La stragrande maggioranza delle nostre esportazioni va verso altri paesi Europei e verso gli Stati Uniti.
I problemi maggiori, invece, stanno emergendo sul lato import.
Infatti, guardando ai primi 15 paesi di origine delle nostre importazioni[5], sono ancora solo 2 i paesi potenzialmente coinvolti: sempre la Cina (2° posizione, 8% del nostro import) e l’India (14° posizione, 1,6% del nostro import), ma i volumi sono quasi doppi, con Banca d’Italia che ha stimato il trasporto navale attraverso il Canale di Suez pari al 16% delle importazioni italiane di beni in valore.
Inoltre, come già cominciano a riferire alcune imprese di AICE-Confcommercio, il mancato arrivo delle merci in import spesso impatta su un ben più elevato flusso di export verso l’Europa o gli USA (tipico da paese trasformatore come l’Italia) e, in molti casi, espone le aziende italiane a forti penali in quanto fornitori di una filiera.
Oltre alla già citata filiera dell’automotive, anche il settore moda soffre di rallentamenti nell’import, principalmente fibre, tessuti, componenti (come le zip) che arrivano da Giappone, India e Cina e semilavorati/capi confezionati dal Sud est asiatico.

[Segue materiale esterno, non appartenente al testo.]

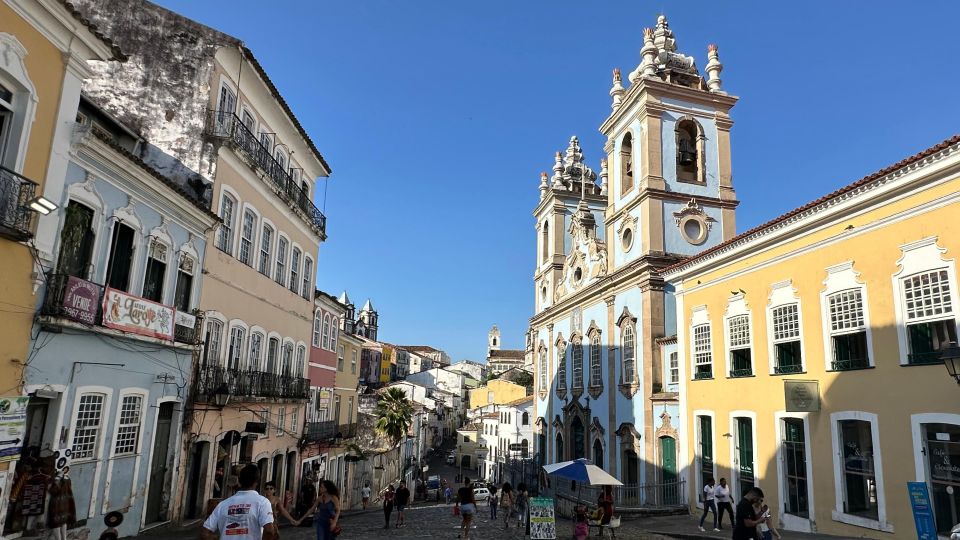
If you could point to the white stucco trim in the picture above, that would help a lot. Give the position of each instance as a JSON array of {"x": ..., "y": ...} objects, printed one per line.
[
  {"x": 698, "y": 471},
  {"x": 790, "y": 521},
  {"x": 838, "y": 514},
  {"x": 923, "y": 255},
  {"x": 842, "y": 277},
  {"x": 734, "y": 457}
]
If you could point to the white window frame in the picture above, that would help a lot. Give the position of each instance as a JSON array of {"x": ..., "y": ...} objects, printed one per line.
[
  {"x": 790, "y": 521},
  {"x": 838, "y": 514},
  {"x": 841, "y": 278},
  {"x": 699, "y": 317},
  {"x": 737, "y": 307},
  {"x": 143, "y": 394},
  {"x": 919, "y": 257},
  {"x": 735, "y": 456},
  {"x": 107, "y": 394},
  {"x": 783, "y": 294}
]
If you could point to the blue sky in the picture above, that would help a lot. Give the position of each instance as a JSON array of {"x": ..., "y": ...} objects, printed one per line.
[{"x": 437, "y": 117}]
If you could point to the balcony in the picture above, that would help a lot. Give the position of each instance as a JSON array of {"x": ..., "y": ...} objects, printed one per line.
[
  {"x": 16, "y": 218},
  {"x": 241, "y": 383},
  {"x": 228, "y": 127},
  {"x": 78, "y": 300}
]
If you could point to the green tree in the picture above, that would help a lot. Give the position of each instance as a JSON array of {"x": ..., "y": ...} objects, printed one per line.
[{"x": 394, "y": 415}]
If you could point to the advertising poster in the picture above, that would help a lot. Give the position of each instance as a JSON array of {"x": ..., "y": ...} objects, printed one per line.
[
  {"x": 543, "y": 524},
  {"x": 13, "y": 423}
]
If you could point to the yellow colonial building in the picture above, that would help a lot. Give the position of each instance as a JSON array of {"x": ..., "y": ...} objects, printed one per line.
[
  {"x": 810, "y": 362},
  {"x": 44, "y": 49}
]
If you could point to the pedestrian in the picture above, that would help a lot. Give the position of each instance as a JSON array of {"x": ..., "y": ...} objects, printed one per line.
[
  {"x": 270, "y": 492},
  {"x": 246, "y": 515},
  {"x": 709, "y": 503},
  {"x": 722, "y": 496},
  {"x": 520, "y": 505},
  {"x": 402, "y": 499},
  {"x": 388, "y": 497},
  {"x": 766, "y": 528},
  {"x": 468, "y": 506},
  {"x": 746, "y": 521},
  {"x": 507, "y": 499},
  {"x": 365, "y": 495},
  {"x": 327, "y": 507}
]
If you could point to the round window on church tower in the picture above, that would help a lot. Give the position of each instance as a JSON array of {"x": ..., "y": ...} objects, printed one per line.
[
  {"x": 694, "y": 230},
  {"x": 626, "y": 239}
]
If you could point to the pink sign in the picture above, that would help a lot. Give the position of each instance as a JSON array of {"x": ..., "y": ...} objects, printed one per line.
[{"x": 122, "y": 311}]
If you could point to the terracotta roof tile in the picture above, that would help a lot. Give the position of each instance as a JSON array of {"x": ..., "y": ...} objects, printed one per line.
[{"x": 812, "y": 204}]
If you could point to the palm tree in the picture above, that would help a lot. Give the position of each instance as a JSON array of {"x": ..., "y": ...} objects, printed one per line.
[{"x": 394, "y": 415}]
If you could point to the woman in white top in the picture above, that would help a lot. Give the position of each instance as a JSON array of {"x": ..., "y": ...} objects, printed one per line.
[
  {"x": 722, "y": 495},
  {"x": 709, "y": 503}
]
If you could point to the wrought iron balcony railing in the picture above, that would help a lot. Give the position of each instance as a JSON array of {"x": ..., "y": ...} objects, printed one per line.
[
  {"x": 16, "y": 217},
  {"x": 79, "y": 300},
  {"x": 229, "y": 127},
  {"x": 243, "y": 383}
]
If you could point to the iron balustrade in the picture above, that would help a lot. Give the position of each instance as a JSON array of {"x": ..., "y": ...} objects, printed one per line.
[
  {"x": 16, "y": 217},
  {"x": 244, "y": 383},
  {"x": 229, "y": 127}
]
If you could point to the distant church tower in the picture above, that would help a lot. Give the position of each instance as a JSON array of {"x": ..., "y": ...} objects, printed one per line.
[
  {"x": 368, "y": 321},
  {"x": 493, "y": 339}
]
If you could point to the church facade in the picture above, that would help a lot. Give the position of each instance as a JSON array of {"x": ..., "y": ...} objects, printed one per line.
[{"x": 603, "y": 332}]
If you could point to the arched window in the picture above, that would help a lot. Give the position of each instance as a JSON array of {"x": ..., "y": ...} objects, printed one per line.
[
  {"x": 543, "y": 369},
  {"x": 561, "y": 369},
  {"x": 545, "y": 248},
  {"x": 598, "y": 453},
  {"x": 325, "y": 343},
  {"x": 626, "y": 163},
  {"x": 577, "y": 357},
  {"x": 256, "y": 351},
  {"x": 595, "y": 361},
  {"x": 689, "y": 151},
  {"x": 316, "y": 329},
  {"x": 629, "y": 350}
]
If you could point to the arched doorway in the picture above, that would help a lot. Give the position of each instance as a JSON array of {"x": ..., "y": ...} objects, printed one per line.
[
  {"x": 598, "y": 453},
  {"x": 578, "y": 434}
]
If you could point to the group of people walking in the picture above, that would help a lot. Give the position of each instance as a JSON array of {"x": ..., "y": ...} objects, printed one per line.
[
  {"x": 751, "y": 521},
  {"x": 249, "y": 515}
]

Stessa situazione per alcuni comparti dell’alimentare (ad esempio, riso, oli vegetali, tè e caffè), duramente colpiti dalla riduzione di traffico in arrivo dal Canale di Suez.

Quali prospettive?

Dal punto di vista strategico, la riduzione dei traffici nel canale di Suez, se prolungata, minerà seriamente la possibilità dell’Italia (e, anche se in maniera diversa, dell’Unione Europea) di rafforzare i rapporti con i “vincitori del futuro” come India e Vietnam, alternative manifatturiere alla Cina ma anche nuovi mercati di sbocco, che godranno di situazioni geopolitiche relativamente stabili e di una popolazione giovane, dinamica e in crescita.
La Confederazione apprezza, quindi, l’istituzione di task force dedicate all’emergenza del Mar Rosso, che andrebbero estese, per la vastità degli impatti, a tutte le rappresentanze economiche e sociali del Paese, ma, contestualmente, evidenzia la necessità di curare le esigenze logistiche ogni giorno, ponendo la giusta attenzione agli impatti che shock esterni o politiche interne, come quelle per la transizione ecologica, generano sul fragile equilibrio dei flussi logistici, che tanto condiziona la competitività delle imprese e il benessere dei cittadini.
Premessa la necessità prioritaria di ripristinare la sicurezza delle rotte per il commercio internazionale, anche allargando, per quanto possibile, la coalizione internazionale di Stati a tal fine ingaggiati, per fronteggiare con maggiore efficacia questa nuova crisi logistica è necessario intervenire congiuntamente su più fronti:

  • sospendere immediatamente il sistema di negoziazione delle emissioni (ETS) per i traffici destinati ai porti di transhipment europei e promuovere una riduzione delle tasse e dei diritti marittimi;
  • assicurare la sicurezza e la permeabilità della barriera alpina, con deroghe ai divieti di circolazione per i mezzi pesanti per ridurre il transit time. Per le imprese italiane, infatti, l’efficace integrazione con i mercati europei è una condizione imprescindibile per partecipare attivamente ai flussi del commercio globale;
  • potenziare i servizi intermodali su ferro di collegamento con i mercati europei e internazionali;
  • promuovere servizi marittimi a corto raggio con la sponda sud del Mediterraneo, attraverso l’intermodalità garantita da semirimorchi e navi Ro-Ro;
  • promuovere le attività di logistica avanzata e prima lavorazione delle merci nelle zone franche portuali, per una maggiore fidelizzazione dei traffici;
  • sostenere le imprese terminalistiche colpite dai minori traffici provocati dall’emergenza, attraverso misure temporanee di riduzione dei canoni delle concessioni portuali.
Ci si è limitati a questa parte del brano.